Dave Chaney has written a nice blog post detailing why Slack the chat tool is inappropriate for open source projects to use.

The reasons to prefer something other than Slack for open source project communications are:

  • Slack is closed source
  • Slack requires paid memberships, especially when integrations start to be used
  • Communications within Slack stay within Slack, they cannot be linked to the outside world (that’s a walled-garden, anti-open Web attitude, it makes sense in a corporate setting but not for open source projects).
  • Slack favours real-time communication, even while it tries to promote asynchronous communication

His recommendation?

Instead of closed, synchronous, systems I recommend open source projects stick to asynchronous communication tools that leave a publicly linkable, searchable, url.

The tools that fit this requirement best are; mailing list, issue trackers, and forums.

I’ve mentioned Zulip as an alternative before because it does have some great features and besides, it’s licensed under a free/open source license.

On Hacker News, you can see a lively discussion about this topic.

The lead developer of Zulip chimes in with a thought-provoking response to the blog post, suggesting that Slack isn’t the real problem (though it is a contributor):

…even with “asynchronous” media like email, bug trackers, or forums, often people reply basically immediately (within minutes or maybe hours), just like you can in chat, and it might be hours or days before everyone has a chance to see the conversation and respond.

The problem is that the messages have no organizational structure beyond the channel. In Slack and friends, there’s no easy way to see what _actual conversations_ happened while you were away, and it’s really hard for a channel to discuss multiple things, so conversations either die or become hard to read when someone starts talking about something else.
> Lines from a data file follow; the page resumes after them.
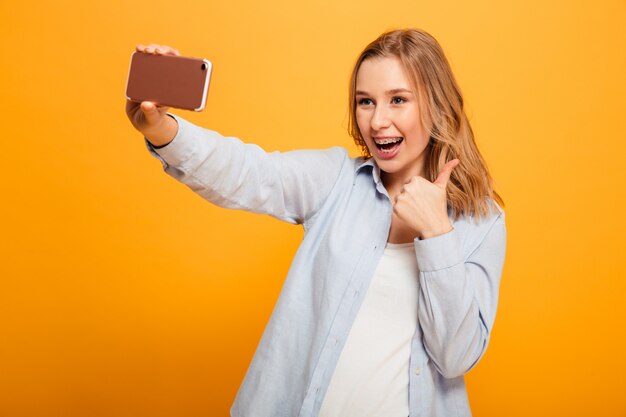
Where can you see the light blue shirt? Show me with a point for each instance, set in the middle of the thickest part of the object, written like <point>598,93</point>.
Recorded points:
<point>346,214</point>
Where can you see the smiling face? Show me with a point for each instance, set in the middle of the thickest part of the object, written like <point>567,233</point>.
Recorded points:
<point>388,117</point>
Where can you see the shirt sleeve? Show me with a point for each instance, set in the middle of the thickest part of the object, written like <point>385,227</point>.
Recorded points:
<point>290,186</point>
<point>459,296</point>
Combined, this means you have to (1) read _everything_ in order to know what happened and (2) be continuously online in order to participate effectively. This may not matter if your community is super low-traffic, but if you have hundreds or thousands of messages being sent daily, this effectively excludes everyone who doesn’t have a LOT of time to spend on the chat community.

The solution in Zulip is to have threads for conversations, and it is possible to view discussions outside of Zulip with public URLs so it isn’t a walled-garden of conversation. Highly recommend checking it out.